Rector’s eNews – 19 April 2023/ Rector's eNews
We have a had a sunny and warm start to the Pentecost Term and the boys have returned full of energy and, in most cases, eager to meet the challenges of the weeks ahead.
At our assembly yesterday, we congratulated those who came in the Top Ten of their respective Blocks in the 1st quarter and noted that several of them had achieved that accolade for the first time. This improvement should be a spur to others to rise to the highest standards of which they, as individuals, are capable. I spoke of the boys “being the best version of themselves” and building on the platform they have established for themselves last term as they move towards exams after half-term as well as asking the question of themselves as to whether they are using their talents to the best of their ability or being just less than their best.
We also congratulated those who have brought credit to themselves and to Michaelhouse over the holidays: there were large number of boys involved in giving of their utmost in hockey, golf and rugby festivals/tournaments/events. There is more information relating to these later in the eNews but a significant achievement that is worthy of comment was that the First Sevens Rugby Team won the international tournament held at the home of Rugby, Rugby School, where 200 years ago William Webb-Ellis “took up the ball and ran with it”. In this tournament, we started with a very narrow victory over Llandovery College (Wales) and then a loss to Blackrock College (Ireland) whom we later defeated in the final.

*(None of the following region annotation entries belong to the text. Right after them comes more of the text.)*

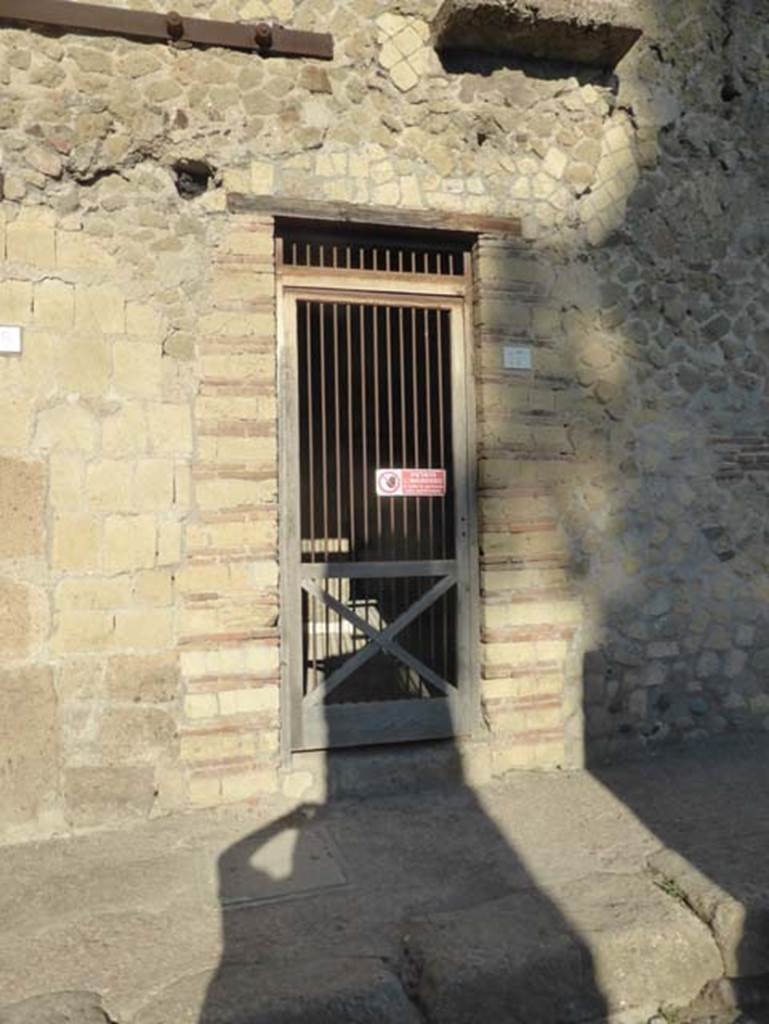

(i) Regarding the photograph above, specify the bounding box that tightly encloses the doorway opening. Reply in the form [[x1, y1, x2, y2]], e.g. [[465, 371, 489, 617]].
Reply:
[[277, 227, 477, 751]]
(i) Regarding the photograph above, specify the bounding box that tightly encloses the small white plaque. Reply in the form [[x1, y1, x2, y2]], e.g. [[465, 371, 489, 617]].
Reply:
[[0, 324, 22, 355], [502, 345, 531, 370]]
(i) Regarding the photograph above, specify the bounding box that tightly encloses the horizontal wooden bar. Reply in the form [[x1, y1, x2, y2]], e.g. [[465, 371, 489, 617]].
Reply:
[[227, 193, 521, 238], [299, 561, 457, 580], [295, 697, 460, 751], [277, 263, 467, 296], [0, 0, 334, 60], [303, 574, 456, 705]]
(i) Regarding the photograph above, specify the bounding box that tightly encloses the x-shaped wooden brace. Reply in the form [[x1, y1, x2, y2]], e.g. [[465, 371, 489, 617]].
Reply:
[[302, 573, 457, 705]]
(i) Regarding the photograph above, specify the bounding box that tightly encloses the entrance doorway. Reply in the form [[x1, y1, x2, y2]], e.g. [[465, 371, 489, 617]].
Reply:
[[277, 228, 478, 751]]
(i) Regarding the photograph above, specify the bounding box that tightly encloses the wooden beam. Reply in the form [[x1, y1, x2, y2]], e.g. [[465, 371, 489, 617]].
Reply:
[[227, 192, 521, 238], [0, 0, 334, 60]]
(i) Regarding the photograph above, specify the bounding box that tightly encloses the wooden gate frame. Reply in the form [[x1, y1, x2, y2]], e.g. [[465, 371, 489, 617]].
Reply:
[[275, 237, 481, 769]]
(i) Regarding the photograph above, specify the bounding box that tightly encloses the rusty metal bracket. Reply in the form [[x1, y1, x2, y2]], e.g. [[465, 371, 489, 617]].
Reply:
[[0, 0, 334, 60]]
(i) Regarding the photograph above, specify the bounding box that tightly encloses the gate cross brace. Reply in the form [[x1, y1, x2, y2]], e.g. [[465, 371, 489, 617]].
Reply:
[[302, 574, 457, 705], [0, 0, 334, 60]]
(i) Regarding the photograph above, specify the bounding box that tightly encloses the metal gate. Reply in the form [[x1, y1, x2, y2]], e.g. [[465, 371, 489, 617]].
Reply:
[[277, 231, 477, 750]]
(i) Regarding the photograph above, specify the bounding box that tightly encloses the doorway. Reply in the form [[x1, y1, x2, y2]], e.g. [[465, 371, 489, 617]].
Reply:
[[277, 226, 478, 751]]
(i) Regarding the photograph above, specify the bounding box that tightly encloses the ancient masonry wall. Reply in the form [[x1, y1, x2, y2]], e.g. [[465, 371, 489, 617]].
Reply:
[[0, 0, 769, 839]]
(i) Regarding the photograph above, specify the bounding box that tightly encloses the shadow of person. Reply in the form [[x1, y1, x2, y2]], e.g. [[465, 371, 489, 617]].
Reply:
[[200, 698, 606, 1024], [586, 679, 769, 1022]]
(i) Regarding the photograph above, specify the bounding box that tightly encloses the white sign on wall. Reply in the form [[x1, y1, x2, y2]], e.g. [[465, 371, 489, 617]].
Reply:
[[377, 469, 445, 498], [502, 345, 531, 370]]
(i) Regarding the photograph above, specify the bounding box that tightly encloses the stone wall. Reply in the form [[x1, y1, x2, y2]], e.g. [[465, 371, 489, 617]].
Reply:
[[0, 0, 769, 836]]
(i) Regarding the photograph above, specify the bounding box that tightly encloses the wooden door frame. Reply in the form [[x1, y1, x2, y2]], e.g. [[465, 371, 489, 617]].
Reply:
[[275, 247, 481, 769]]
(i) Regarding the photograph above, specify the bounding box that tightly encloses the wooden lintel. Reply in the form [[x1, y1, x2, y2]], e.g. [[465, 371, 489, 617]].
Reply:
[[227, 193, 521, 238], [0, 0, 334, 60]]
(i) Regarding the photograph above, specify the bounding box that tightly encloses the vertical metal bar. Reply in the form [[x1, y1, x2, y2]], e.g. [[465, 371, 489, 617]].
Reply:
[[409, 303, 425, 658], [374, 306, 387, 558], [398, 306, 409, 558], [412, 306, 424, 558], [399, 306, 411, 671], [345, 305, 356, 561], [329, 302, 342, 656], [435, 309, 448, 679], [360, 304, 368, 551], [298, 302, 317, 690], [370, 306, 389, 629], [313, 302, 329, 663], [360, 303, 375, 638], [385, 306, 395, 545], [424, 309, 439, 667]]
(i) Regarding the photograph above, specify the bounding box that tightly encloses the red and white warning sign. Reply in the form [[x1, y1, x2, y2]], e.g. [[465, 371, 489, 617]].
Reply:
[[377, 469, 445, 498]]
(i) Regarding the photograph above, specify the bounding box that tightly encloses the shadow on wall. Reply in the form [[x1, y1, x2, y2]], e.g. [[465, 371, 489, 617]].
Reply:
[[200, 5, 769, 1024], [573, 0, 769, 1017]]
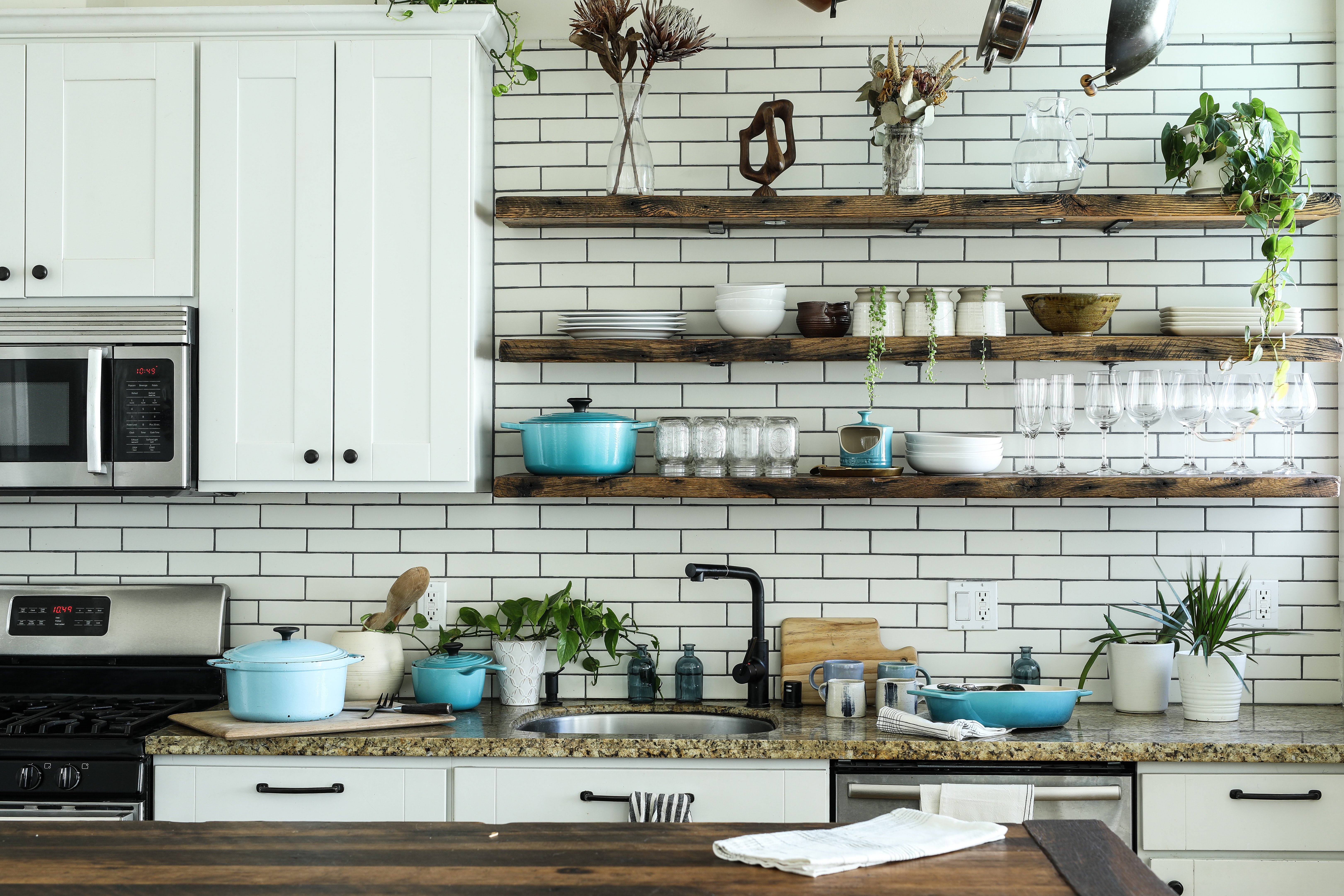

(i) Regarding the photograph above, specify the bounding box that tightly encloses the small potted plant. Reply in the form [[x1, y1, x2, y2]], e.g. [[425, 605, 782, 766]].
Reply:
[[415, 582, 659, 707]]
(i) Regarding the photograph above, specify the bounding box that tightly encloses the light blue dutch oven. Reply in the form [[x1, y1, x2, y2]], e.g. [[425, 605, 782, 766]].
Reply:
[[206, 626, 364, 721], [411, 641, 504, 712], [500, 398, 657, 475]]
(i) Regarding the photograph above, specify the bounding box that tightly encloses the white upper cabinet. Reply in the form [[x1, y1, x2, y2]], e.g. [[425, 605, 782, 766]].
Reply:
[[24, 42, 195, 298], [200, 40, 336, 482]]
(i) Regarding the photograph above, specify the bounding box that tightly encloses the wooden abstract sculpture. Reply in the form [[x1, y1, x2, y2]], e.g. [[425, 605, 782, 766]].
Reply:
[[738, 99, 798, 196]]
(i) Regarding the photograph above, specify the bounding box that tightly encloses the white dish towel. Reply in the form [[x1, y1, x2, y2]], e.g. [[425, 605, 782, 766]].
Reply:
[[878, 707, 1012, 740], [714, 809, 1008, 877], [919, 784, 1036, 825]]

The teams at the festival ranged from New Zealand to Japan to Canada to Chile and proof of the comraderie which can be engendered through sport was never more evident than in Tom Baguley Bonsma meeting up with a friend from the century-old Grange School in Chile where Tom had once been to school. The picture below is Tom and his friend as very young boys and then some 13 or 14 years later as young men. This is just one feature of the way in which common interests through sport or cultural activities can draw people together and underlines the value of boys engaging with such activities from an early age.
Boys valuing their place in the overall Michaelhouse team is an all-important theme with which we dealt yesterday in assembly; in a sports team, we all expect team members to work hard and give of their best to meet the expectations of their team-mates. If they do not do so, they get dropped. So, then, in the school context, we expect boys to conduct themselves at a high level and those who do not operate within the parameters of the rules may lose their place if their behaviour is less than those expectations in certain respects. Boys need to take responsibility for themselves and understand that it is up to them to know what the rules of the school are as they are published and to stick to them. If boys are uncertain about any of the rules, then they should ask. I drew attention to certain rules as exemplars of areas which could go wrong for them very quickly: one example is vaping and if boys have returned to school with any “contraband” of any nature, they have, exceptionally, until 5pm today to hand such contraband in as there will be sporadic investigations in the course of House inspections soon. Another example is that boys are not allowed to drink alcohol during term time or when they are part of a school tour or when they are under school supervision as they well know. With regard to social media, we have made it clear that what can be conceived as a “joke” remains in print and they may regret their actions when the barb of their comment is evaluated more fully. The gist of what I was attempting to put across was that boys must be mature enough to take responsibility for what they do and should not act and then regret those actions. The fact that some boys are in the A Block also most certainly does not mean that they are in a separate category from the rest of the school when they cross the line into unacceptable behaviour and there cannot be any exoneration for them simply because they are writing important exams during the course of this year.
I urged the boys to consider the person they were becoming, whether they were humble, empathetic, understanding of other people, prepared to serve, prepared to display integrity and honesty and be supportive of others. These attitudes are fundamental to the way we conduct ourselves and impacts on everything that we do. I was not, for one minute, suggesting that we could not enjoy life to the full, but rather that we need to look carefully at ourselves and what underpins the way we operate. I asked them to evaluate where they were going and who they were becoming to see if this was in alignment with what is important in life.